Die Antwort auf die Frage lautet: Bumbai. Genauer gesagt: Bumbai Bird, berücksichtigt man die Titelwahl des Filmes von Kamal Musale. Aus der Vogelperspektive werden wir begrüsst, aber auch wieder verabschiedet.
Was hat eine unglücklich verheiratete Frau mit einem weltoffenen Polizisten gemein? Wo besteht der Zusammenhang zwischen einem vom richtigen Weg abgekommenen Slumjungen und einer reichen, korpulenten Frau? Was hat ein Rikschafahrer, der sich zu Hause um seinen gebrechlichen Vater kümmert, mit all dem zu tun? Fragen über Fragen, auf die im ersten Moment keine Antworten gefunden werden.
Doch hinter all diesen Schicksalen verbirgt sich eine Gemeinsamkeit: der Tod. Etwas Erschreckenderes oder Endgültigeres gibt es kaum. So wie das Leben mit der Geburt beginnt und mit dem Tod endet, sind auch die meisten Filme aufgebaut. Stirbt jemand, so geschieht dies nach einer geraumen Zeit, unter Tränen wird ein komplexer, lieb gewonnener Charakter verabschiedet, als sei er ein alter Freund. Nicht so in Bumbai Bird. Mit der Wucht eines Vorschlaghammers werden wir ab der ersten Sekunde mit dem Thema konfrontiert, das schon seit Urzeiten eine der grössten Ängste der Menschheit darstellt. Glücklicherweise wird das Geschehen zurückgespult. Erst schleppend, dann immer schneller und weiter entfernen sich die Todgeweihten von ihrem letzten Atemzug wieder hinein in ihr Leben, mit all seinen Wirren. Der Zuschauer erkennt, dass das Leben etwas Einmaliges, von Zufall (oder Schicksal?) bestimmtes ist und in jedem Moment vorbei sein kann. Der Tod kann immer und überall eintreten, manchmal aber auch eine Entscheidung bedeuten.

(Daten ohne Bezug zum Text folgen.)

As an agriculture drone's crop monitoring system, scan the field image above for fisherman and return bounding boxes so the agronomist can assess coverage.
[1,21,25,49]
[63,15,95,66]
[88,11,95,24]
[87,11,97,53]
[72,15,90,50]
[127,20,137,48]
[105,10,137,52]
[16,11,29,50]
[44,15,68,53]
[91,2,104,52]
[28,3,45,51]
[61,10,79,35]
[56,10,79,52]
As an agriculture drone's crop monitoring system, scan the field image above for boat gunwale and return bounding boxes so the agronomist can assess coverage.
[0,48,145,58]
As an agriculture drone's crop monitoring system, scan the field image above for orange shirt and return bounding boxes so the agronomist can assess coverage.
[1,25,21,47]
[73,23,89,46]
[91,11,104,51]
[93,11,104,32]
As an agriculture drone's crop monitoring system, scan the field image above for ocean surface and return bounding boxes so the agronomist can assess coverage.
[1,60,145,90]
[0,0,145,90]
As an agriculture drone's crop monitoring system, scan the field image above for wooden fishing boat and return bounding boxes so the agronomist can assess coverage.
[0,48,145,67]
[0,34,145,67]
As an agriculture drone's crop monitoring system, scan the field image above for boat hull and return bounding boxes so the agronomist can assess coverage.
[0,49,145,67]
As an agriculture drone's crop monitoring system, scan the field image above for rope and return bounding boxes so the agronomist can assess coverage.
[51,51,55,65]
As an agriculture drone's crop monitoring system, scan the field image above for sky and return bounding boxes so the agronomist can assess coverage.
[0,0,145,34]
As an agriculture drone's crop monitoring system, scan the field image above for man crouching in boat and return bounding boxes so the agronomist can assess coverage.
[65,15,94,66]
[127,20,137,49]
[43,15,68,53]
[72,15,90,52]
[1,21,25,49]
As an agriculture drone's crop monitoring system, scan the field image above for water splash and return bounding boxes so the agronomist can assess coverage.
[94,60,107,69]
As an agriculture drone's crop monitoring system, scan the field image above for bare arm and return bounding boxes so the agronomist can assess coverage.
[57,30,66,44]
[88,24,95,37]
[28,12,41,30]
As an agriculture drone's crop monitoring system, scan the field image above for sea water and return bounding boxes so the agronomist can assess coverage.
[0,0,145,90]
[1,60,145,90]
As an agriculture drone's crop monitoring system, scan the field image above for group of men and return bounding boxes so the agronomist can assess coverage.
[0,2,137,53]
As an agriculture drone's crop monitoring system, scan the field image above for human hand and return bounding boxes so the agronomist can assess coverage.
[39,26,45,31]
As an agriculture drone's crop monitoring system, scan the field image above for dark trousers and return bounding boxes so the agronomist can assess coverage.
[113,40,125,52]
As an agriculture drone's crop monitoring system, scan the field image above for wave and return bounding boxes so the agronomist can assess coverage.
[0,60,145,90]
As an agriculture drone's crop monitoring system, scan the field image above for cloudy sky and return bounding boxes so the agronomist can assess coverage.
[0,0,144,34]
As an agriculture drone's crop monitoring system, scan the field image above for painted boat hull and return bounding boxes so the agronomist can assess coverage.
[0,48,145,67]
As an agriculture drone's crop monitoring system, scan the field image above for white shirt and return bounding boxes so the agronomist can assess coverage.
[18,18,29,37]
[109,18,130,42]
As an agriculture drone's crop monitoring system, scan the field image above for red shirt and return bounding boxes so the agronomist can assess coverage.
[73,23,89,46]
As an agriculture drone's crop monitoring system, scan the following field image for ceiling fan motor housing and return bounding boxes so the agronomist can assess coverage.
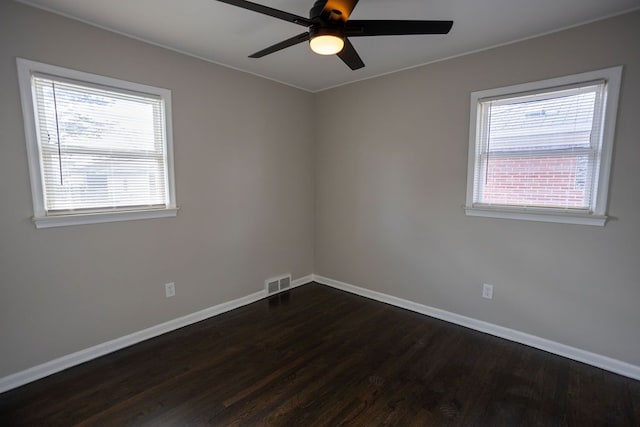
[311,0,348,22]
[311,0,333,20]
[310,25,344,40]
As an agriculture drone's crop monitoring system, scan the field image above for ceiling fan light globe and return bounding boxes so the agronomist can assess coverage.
[310,35,345,55]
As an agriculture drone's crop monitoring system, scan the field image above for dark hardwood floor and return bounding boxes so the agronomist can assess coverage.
[1,283,639,426]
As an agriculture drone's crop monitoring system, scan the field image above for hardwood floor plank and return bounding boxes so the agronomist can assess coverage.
[1,283,639,426]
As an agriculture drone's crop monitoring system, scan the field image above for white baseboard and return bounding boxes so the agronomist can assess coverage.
[0,274,312,394]
[312,274,640,381]
[289,274,313,289]
[2,272,637,393]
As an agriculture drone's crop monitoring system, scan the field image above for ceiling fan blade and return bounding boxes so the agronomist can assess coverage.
[249,32,311,58]
[216,0,312,26]
[320,0,360,20]
[337,38,364,70]
[346,20,453,37]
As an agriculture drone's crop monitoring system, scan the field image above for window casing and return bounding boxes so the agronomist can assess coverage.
[17,58,177,228]
[465,67,622,226]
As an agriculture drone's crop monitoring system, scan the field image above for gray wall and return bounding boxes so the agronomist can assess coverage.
[0,1,314,377]
[2,0,639,380]
[315,11,640,366]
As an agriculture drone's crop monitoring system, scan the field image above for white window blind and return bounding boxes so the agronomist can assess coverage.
[473,82,605,211]
[32,74,169,214]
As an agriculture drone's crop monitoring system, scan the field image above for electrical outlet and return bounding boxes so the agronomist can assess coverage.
[482,283,494,300]
[165,282,175,298]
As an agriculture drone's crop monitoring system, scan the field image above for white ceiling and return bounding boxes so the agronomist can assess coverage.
[18,0,640,92]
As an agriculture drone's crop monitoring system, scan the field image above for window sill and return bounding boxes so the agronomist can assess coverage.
[464,206,607,226]
[32,207,179,229]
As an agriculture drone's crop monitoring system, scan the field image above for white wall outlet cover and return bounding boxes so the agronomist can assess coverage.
[165,282,176,298]
[482,283,494,299]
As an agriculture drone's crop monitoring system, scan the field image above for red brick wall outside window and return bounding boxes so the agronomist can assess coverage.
[482,154,588,209]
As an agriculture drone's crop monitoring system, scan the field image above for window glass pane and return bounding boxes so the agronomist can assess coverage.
[32,75,168,213]
[475,83,604,211]
[481,152,594,209]
[486,85,599,152]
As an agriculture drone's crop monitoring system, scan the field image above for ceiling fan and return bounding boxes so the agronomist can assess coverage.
[216,0,453,70]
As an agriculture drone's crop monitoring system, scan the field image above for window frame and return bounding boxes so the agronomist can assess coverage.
[465,66,623,226]
[17,58,178,228]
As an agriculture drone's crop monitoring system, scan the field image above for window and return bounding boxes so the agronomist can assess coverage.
[17,58,177,228]
[465,67,622,226]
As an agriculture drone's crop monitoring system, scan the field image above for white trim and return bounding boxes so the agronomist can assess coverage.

Kamal Musale gelingt es, Themen, die uns alle betreffen, aus der Sicht verschiedener indischer Glaubensrichtungen darzustellen. Eine beeindruckende Palette an Eindrücken aus dem Leben in einer indischen Grossstadt breitet sich vor uns aus. Der Schein trügt: Denn auch die reiche Frau, die alles hat und niemandem etwas abgibt, leidet unter schweren Gewissensbissen. Was von aussen wie eine harmonische Ehe aussieht, ist in Wahrheit ein Albtraum. Jeder Mensch hat seine Sorgen, die er tagtäglich mit sich herumschleppt. Alles was wir tun hängt von Entscheidungen ab. Wir müssen aufpassen, dass wir sie nicht nur aufgrund von unseren Sorgen fällen.
Malcolm Braff schliesslich rundete das Werk mit seiner eindrücklichen Musik ab, die er bei der Weltpremiere am 06.04.2017 am FIFF persönlich während des Filmes spielte; so passend und exakt, dass man als Zuschauer schnell vergass, dass es sich hierbei um Livemusik handelte.